Why? What makes these not-yet-fleshed-out peoples so interesting?
One, it’s near impossible to get the cultures wrong. If they’re nothing more than outlines with a couple of general purposes, it takes a more than small amount of effort to come up with facts that don’t directly contradict what these people already are.
Two, the reason why they’re not fleshed out is as often as not because the GM’s not quite sure how to handle something with their particular schtick that isn’t making it pretty similar to a lot of other things that have displayed that schtick before. If you’re choosing them because of the schtick, you’ve probably got a decent image of how to play it anyway—and now you’ve got a lot of room to come up with how it manifests both directly in the area it encompasses and indirectly in related things. It leaves room for things like the semi-criminal culture making an explicit linguistic distinction between illegal-because-they-say-so and illegal-for-a-reason, or the race whose schtick includes being good with animals also being decent mediators (how else do you handle trying to keep the different species from gnawing on each other when you aren’t looking?) And of course, if this is a race/culture with schtick, that means you have a schtick to work with that’s unlikely to be duplicated by another (added bonus, right?) and if not, at some point your understanding of your culture will probably come in handy.
Three, even without an affinity for a specific racial/cultural/sub-cultural schtick, the act of creation is fun in its own right. While a role-playing game is at heart a collaborative endeavor, it’s easy to forget that in a lot of circumstances; after a while, the world’s defined enough that you’re mostly creating your own character, occasionally her relatives (depending on how plot-important they are) or contacts, but mostly just one person and one personal bubble worth of material. Even familiars and animal companions seem to vary; some people let you play your own, others insist on hanging on even to them.
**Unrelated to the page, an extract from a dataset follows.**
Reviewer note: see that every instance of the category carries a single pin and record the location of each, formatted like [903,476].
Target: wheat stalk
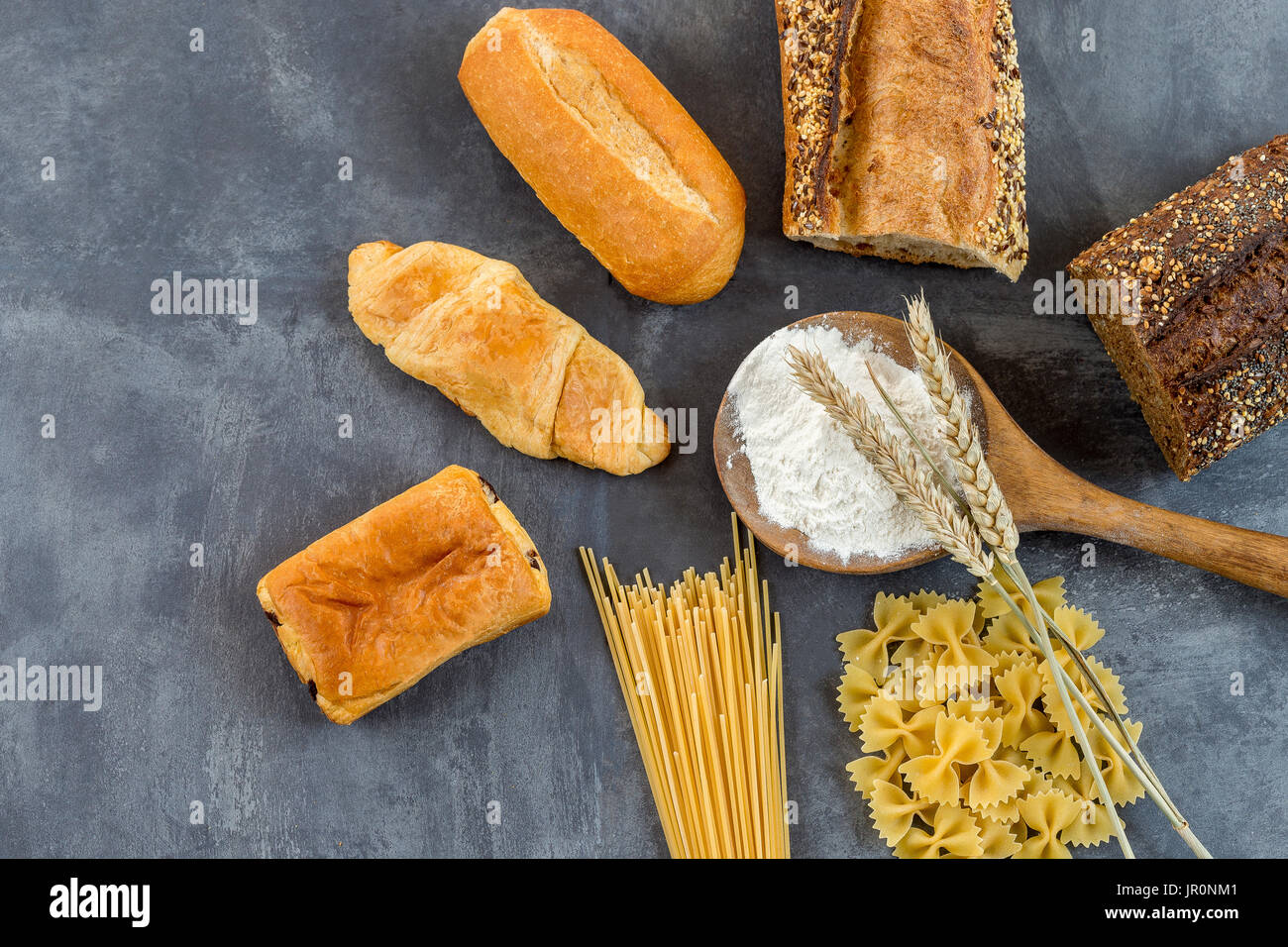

But if you’ve got carte blanche to offhand develop up a culture, that puts the ball back in your court and gives you a way to balance out what you can’t do.
For the worldbuilder looking for a creative outlet, the player looking to carve out a niche for her character, or the perfectionist trying not to run counter to the GM’s world, a race not yet fleshed out can be a golden opportunity. Have you ever gotten to try one?